Singing With All My Skin & Bone Book Review

I’m familiar with Sunny Moraine’s fiction and have followed their publications on Apex, Nightmare, and Shimmer. Additionally, I’ve worked with them professionally, and their editorial work is great (highly recommend). Singing With All My Skin and Bone has been on my backlist to conquer since it first published from Undertow Publications and I couldn’t be more happy with the collection. It has everything I wanted: Moraine’s work all in one place where I could read them back to back, not just as quick online magazine skims during my lunch break. Moraine’s style continues to be darkly heartbreaking, like a deep well. You drop a stone or coin into it and the ripples touch more than you thought possible. Plus, the tons of references to Richard Siken’s Crush—how apt is that for me?

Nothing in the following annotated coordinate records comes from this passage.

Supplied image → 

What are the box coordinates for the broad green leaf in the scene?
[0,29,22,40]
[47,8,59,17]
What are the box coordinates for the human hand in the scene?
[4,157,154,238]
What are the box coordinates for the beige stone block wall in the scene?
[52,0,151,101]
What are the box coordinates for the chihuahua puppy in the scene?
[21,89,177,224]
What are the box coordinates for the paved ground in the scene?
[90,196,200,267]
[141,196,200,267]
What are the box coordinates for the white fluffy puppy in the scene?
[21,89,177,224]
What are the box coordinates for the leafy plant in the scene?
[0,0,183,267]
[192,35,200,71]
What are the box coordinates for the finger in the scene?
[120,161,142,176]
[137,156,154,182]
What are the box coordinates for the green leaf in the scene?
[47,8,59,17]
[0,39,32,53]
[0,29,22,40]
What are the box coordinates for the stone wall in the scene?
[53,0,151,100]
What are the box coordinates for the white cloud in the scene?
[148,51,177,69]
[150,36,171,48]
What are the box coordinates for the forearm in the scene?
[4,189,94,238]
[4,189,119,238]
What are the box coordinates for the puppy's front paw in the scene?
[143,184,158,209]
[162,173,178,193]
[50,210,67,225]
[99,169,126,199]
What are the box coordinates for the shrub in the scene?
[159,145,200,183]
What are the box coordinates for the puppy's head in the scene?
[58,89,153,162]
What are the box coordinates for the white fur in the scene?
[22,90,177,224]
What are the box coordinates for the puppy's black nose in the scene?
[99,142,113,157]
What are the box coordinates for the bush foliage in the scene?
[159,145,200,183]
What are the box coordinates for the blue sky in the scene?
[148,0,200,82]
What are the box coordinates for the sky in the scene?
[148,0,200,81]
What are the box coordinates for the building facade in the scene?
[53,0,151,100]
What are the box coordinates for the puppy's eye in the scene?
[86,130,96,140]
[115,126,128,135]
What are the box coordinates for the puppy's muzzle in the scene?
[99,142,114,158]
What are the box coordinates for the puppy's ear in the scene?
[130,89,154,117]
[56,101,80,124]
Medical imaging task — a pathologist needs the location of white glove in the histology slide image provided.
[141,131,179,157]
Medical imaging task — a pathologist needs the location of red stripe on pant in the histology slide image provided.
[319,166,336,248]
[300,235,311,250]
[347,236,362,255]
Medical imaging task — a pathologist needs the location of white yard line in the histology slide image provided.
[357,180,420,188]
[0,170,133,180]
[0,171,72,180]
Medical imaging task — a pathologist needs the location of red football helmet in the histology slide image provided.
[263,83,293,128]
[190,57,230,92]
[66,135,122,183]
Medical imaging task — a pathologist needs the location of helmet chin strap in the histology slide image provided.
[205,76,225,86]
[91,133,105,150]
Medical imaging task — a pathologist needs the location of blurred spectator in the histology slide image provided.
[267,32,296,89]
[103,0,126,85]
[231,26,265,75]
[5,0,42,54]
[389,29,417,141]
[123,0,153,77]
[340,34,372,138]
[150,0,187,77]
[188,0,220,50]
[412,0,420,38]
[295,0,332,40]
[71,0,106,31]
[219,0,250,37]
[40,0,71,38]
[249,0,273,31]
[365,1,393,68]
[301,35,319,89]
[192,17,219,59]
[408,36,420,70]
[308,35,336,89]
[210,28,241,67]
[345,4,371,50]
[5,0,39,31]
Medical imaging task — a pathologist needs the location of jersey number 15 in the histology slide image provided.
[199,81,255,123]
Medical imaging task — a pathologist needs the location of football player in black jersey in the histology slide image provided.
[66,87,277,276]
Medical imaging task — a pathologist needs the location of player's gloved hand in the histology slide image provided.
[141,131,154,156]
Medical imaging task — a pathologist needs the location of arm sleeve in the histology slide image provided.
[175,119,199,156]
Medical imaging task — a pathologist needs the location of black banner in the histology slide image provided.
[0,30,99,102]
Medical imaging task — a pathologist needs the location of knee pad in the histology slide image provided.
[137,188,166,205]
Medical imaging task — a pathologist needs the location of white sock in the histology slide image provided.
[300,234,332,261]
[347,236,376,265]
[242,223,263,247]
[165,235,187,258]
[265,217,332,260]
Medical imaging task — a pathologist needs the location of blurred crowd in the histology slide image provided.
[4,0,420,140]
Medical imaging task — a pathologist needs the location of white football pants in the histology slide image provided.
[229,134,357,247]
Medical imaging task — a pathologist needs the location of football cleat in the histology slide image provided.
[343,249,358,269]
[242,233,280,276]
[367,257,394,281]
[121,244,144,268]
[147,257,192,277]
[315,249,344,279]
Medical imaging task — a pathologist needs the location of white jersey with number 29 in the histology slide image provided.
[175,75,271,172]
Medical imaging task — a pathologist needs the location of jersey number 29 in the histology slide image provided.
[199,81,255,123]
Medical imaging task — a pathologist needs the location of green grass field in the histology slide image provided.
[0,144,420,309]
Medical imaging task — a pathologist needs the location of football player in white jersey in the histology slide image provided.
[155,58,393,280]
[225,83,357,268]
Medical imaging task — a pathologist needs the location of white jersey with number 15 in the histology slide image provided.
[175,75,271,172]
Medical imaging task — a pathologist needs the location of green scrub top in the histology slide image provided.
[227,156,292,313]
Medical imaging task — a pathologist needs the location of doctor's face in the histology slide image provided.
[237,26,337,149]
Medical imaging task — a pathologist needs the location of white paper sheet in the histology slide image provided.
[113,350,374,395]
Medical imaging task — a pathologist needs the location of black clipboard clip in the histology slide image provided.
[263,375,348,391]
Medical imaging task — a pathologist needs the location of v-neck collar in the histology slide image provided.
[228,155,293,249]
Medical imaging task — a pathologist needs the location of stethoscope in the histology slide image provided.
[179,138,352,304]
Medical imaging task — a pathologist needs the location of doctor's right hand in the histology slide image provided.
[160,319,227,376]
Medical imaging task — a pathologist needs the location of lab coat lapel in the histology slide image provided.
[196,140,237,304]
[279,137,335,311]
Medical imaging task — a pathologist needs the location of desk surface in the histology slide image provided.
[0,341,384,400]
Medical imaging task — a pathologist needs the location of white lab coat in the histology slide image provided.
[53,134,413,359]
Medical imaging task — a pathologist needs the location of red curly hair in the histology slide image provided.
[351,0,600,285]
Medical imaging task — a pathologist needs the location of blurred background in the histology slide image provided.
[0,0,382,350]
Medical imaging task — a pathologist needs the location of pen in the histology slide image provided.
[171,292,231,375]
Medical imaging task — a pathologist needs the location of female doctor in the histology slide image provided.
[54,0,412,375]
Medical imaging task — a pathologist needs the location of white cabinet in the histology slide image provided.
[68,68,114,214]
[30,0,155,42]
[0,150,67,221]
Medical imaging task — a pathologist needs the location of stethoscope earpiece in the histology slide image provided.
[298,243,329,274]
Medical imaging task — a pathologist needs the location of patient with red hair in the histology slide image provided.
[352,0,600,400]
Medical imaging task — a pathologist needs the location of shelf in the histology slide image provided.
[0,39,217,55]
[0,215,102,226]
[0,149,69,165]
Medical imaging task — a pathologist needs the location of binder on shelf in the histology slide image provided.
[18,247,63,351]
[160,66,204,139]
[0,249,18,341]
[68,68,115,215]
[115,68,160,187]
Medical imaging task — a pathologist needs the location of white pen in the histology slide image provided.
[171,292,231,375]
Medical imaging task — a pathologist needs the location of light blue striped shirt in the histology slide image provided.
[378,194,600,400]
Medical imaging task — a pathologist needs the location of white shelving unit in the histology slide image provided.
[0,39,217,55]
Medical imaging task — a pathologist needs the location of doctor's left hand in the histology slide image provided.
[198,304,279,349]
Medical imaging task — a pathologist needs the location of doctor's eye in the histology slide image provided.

My favorite stories, I believe, center around Moraine’s later works. Their voice seems settled and certain compared to some of the other stories, but no matter where you are on the timeline, you know who the words belong to. By far, my favorite story is “Singing With All My Skin and Bone,” an intimate story of rage, blood witchcraft, self-mutilation, and bullying. I can’t say it enough—the voice in this story is so intimate it becomes painful and even as the protagonist wields newfound power with terrible consequences, you can understand why the sublimity experience might be worth it.
The theme of physical self-destruction continues into my second favorite story, “Come My Love and I’ll Tell You a Tale,” where an apocalypse, cannibalism, and heartbreaking love are front and center. Survival lies in the eye of each story’s maelstrom—as in the things people will do to stay alive because it’s in our nature to live—and how to deal with the consequences of choosing to live and not die. In a sense, it all boils down to sacrifice. At first, the main character sounded like a young child to me, who quickly grew into an adult seeking some kind of comfort and acceptance for what she was forced to do.
“Event Horizon” was my third favorite story, mainly because it’s a story I’ve always wanted to write. Hungry houses that must be fed, but will they feed on you? And amidst the sacrifice blooms a hidden love that gets its first taste of rejection. I wish this story was longer—hell, I’d pay greenbacks for a novel—it has that Stephen King IT mentality of experiencing the magical and horrific as a child and finding out it still haunts you into adulthood.
My fourth is a tie between “Across the Seam,” with feet in the legends of Baba Yaga and “So Sharp That Blood Must Flow,” a Little Mermaid re-telling. Watching the little mermaid reject her sea foam fate and turn into a vicious, bloody sea witch made my heart a bit happy. I’m not sure what Young Me would think of it, especially with my infatuation with the Disney re-telling, but Present Me was delighted.
Other notables are “Love in the Time of Vivisection” which feels like an intimate portrait into the life of someone like Jeffrey Dahmer, wielding ultimate power over life and the unwilling (here, willing) victim to satisfy that ultimate insatiable need to control. “It’s Healing It’s Never Whole” felt like a fresh take on the afterlife—but it did have me pondering for a good long while why many times afterlives are created to be a workaholic capitalistic lifestyle, as if finding ultimate satisfaction in work is a kind of heaven unattainable in the real world. “The Throat is Deep and the Mouth is Wide” had me wondering about unanswerable questions, and, if any answer would be good enough to satisfy that hunger to know.
The other stories were entertaining, but what halted their ascension to Favorite heights centered around the fact that they felt more like emotional explorations rather than a story. More like thesis stated facts told in an emotional way, a comment on society, or even just a strange occurrence to create an unsettling ambiance, rather than a tale where I connected with the characters.
Still, this collection made me think and take my time in reading. I couldn’t ask for more. Five glorious stars.